En seguida, como Marina había prometido, los dos chicos marcharon escaleras arriba. «¿Por qué crujirán tan furiosamente las escaleras cuando dos niños suben por ellas?», se preguntaba Marina, siguiendo con la mirada las dos manos izquierdas que se apoyaban en la barandilla para ayudarse en sus saltos.
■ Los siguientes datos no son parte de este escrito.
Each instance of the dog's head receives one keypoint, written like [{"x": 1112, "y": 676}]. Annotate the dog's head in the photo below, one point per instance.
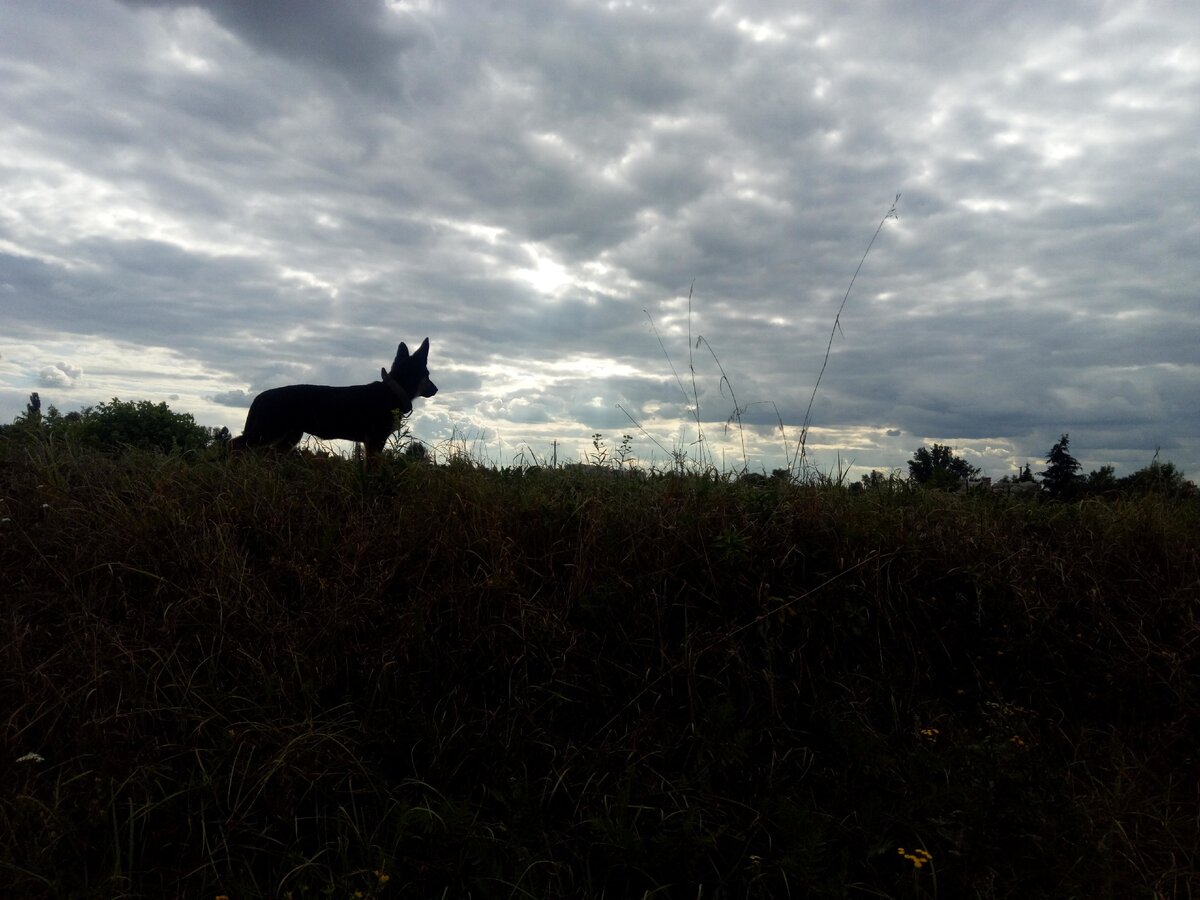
[{"x": 409, "y": 376}]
Hacían los mismos movimientos, como dos hermanos en su primera lección de baile. «Después de todo, nosotras éramos hermanas gemelas; todo el mundo lo sabe.» Con el mismo suave esfuerzo, Ada delante, Van detrás, los chicos saltaron sobre los dos últimos escalones y la escalera quedó de nuevo silenciosa. «Escrúpulos pasados de moda», dijo Marina.
VI
Ada condujo a su tímido invitado a la gran biblioteca de la segunda planta, orgullo de Ardis, y su lugar favorito. Su madre no entraba jamás allí (ya tenía en su tocador su propia colección completa de Las Mil y Una Mejores Comedias). En cuanto a Daniel Veen, poltrón sentimental, evitaba incluso aproximarse a la misma porque no tenía ganas de encontrarse con el fantasma de su padre, muerto entre sus libros, víctima de un ataque de apoplejía. Por otra parte, nada le parecía tan deprimente como aquellas obras completas de autores completamente olvidados, si bien no le desagradaba que un visitante ocasional admirase las altas estanterías y las rechonchas vitrinas, los cuadros sombríos y los bustos pálidos, las diez sillas de nogal tallado y las dos nobles mesas con incrustaciones de ébano. En un haz oblicuo de estudiosos rayos de sol, un atlas botánico, abierto sobre un facistol, mostraba una plancha multicolor en la que se presentaban unas orquídeas Una especie de diván o canapé, tapizado de terciopelo negro y con dos cojines amarillos, estaba adaptado a un nicho de la pared, bajo una ventana de un solo cristal que ofrecía una magnífica vista del parque, con su lago artificial. Un par de candelabros, puros espectos de bronce y cera, se apoyaban, o parecían apoyarse, en el amplio alféizar.